The numbers observed were measured in a particularly favorable environment for that scenario since SAS Viya (and SPRE) was deployed on AWS EC2 machines residing in the same AWS region as the Redshift single-node cluster. Thus, the bandwidth between SAS, S3 and Redshift was very high.

This is probably not the use case I mentioned earlier when I was talking about potential customers moving/migrating their data from on-premises to the cloud. However, it shows how efficient SAS can be with Redshift data when SAS is deployed in AWS, which is a scenario that will become very common, if it’s not already the case today.

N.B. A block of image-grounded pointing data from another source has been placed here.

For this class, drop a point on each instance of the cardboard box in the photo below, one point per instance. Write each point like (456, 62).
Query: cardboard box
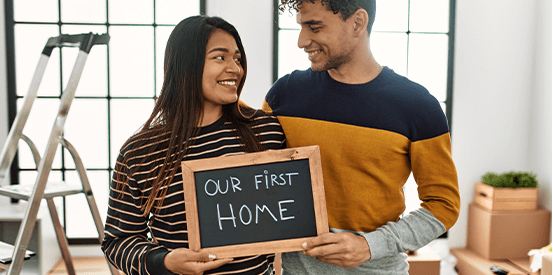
(470, 263)
(506, 235)
(424, 263)
(546, 264)
(524, 264)
(505, 199)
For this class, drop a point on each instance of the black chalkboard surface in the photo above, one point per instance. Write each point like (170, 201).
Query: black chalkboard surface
(255, 203)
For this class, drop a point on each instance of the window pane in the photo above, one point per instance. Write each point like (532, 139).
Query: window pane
(287, 19)
(173, 11)
(127, 117)
(93, 80)
(29, 42)
(429, 16)
(391, 15)
(390, 49)
(80, 223)
(84, 11)
(162, 35)
(131, 61)
(131, 11)
(87, 129)
(428, 62)
(38, 128)
(290, 57)
(41, 11)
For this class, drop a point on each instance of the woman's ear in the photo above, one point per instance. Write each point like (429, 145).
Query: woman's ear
(360, 20)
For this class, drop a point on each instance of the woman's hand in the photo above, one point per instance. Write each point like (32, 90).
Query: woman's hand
(186, 261)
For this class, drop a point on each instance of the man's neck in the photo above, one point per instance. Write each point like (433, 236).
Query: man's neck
(359, 70)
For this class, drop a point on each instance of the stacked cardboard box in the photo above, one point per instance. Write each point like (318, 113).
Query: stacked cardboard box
(424, 262)
(503, 237)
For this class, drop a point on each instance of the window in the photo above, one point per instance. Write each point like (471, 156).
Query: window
(412, 37)
(115, 94)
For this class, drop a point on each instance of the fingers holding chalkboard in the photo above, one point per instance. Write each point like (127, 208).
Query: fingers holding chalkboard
(185, 261)
(342, 249)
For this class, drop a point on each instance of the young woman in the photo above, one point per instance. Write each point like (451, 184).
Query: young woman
(197, 115)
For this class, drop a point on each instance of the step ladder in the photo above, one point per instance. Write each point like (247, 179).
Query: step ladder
(42, 189)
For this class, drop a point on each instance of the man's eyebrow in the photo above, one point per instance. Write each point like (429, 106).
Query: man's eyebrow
(221, 50)
(311, 22)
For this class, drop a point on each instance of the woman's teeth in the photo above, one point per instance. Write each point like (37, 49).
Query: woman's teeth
(230, 83)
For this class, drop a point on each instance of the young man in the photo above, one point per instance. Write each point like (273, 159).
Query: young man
(374, 128)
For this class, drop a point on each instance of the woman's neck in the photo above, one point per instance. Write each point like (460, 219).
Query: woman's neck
(211, 114)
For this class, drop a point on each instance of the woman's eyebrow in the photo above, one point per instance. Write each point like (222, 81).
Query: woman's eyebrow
(221, 50)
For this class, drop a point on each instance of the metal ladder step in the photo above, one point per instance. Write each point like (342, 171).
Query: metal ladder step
(53, 189)
(6, 252)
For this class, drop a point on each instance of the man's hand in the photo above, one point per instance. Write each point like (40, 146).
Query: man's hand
(341, 249)
(185, 261)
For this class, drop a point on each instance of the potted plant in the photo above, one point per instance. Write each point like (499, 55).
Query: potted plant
(510, 191)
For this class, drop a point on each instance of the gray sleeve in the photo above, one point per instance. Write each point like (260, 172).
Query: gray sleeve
(412, 232)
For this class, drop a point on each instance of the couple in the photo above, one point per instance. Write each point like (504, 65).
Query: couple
(373, 126)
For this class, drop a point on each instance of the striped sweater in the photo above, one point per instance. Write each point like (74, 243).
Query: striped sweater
(137, 244)
(371, 136)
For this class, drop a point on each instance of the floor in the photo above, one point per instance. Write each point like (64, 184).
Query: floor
(84, 266)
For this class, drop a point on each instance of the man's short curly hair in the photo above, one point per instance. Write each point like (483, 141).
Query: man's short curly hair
(345, 7)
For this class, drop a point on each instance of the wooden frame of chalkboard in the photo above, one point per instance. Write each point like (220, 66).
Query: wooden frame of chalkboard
(297, 219)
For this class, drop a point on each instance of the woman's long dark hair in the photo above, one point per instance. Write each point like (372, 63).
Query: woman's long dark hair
(179, 109)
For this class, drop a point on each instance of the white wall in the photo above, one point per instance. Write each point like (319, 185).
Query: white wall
(253, 20)
(540, 149)
(502, 95)
(3, 87)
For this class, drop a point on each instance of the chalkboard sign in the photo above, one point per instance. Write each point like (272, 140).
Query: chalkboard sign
(256, 203)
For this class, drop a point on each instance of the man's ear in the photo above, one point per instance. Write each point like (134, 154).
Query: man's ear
(360, 19)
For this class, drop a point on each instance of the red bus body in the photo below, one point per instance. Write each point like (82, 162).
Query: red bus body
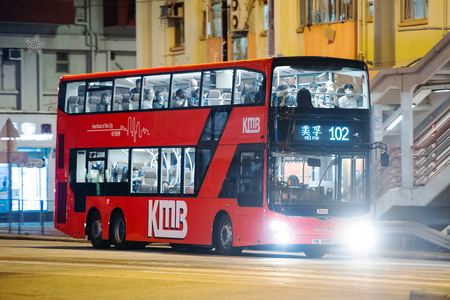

Notice that the Redshift bulk loading principle (using S3 as a staging area between SAS and Redshift) applies to many data loading/unloading situations using SAS, even if in this blog I focused only on loading data from SAS to Redshift using a SAS engine:

SAS can also “bulk unload” Redshift data to accelerate data reading in SAS
CAS can also “bulk load” Redshift data (in CAS language it’s a SAVE CASDATA) and will be able (in Viya 3.5) to “bulk unload” Redshift data (in CAS language it’s a LOAD CASDATA)

Additional considerations

To simulate moving data from on-premises to the cloud, I took an extreme case. Loading SAS data from my SAS installation on my laptop located in France (not a very good idea when the Redshift instance is in Northern Virginia) using a poor upload bandwidth. Resulting timings are not as awesome as previously (SAS deployed in AWS) but you get an idea of the performance of the different options.

admin image 4.jpg

In this context, an additional option could be very useful when the bandwidth is limited. BL_COMPRESS compresses the data files using the gzip format on the SAS engine machine before moving them to AWS S3. This is more CPU intensive on the SAS machine. In this case, this improved the bulk loading by around 2.5 times. And it is 5 times faster than the default loading option.

Thanks for reading.

ChrisNZ · ‎12-03-2019

Nice benchmark Nicolas! I'll point to it in the next edition of my book. Benchmarked comparisons are the best; Without figures to back them, performance discussions are just fluff. 🙂

BarryParish2 · ‎05-04-2021

Are all of the examples done with SAS/ACCESS for Redshift installed, or can the be done with SAS/ACCESS for ODBC? Used the first two methods successfully with smaller amounts of data with SAS/ACCESS for ODBC, but not the Bulk Load.

NicolasRobert · ‎05-10-2021

Thanks for your message @BarryParish2 .

No there won't be the same capabilities between SAS/ACCESS to Redshift and SAS/ACCESS to ODBC. Although there seems to be a BULKLOAD option in SAS/ACCESS to ODBC, it is not equivalent to the SAS/ACCESS to Redshift bulkload option which relies on S3.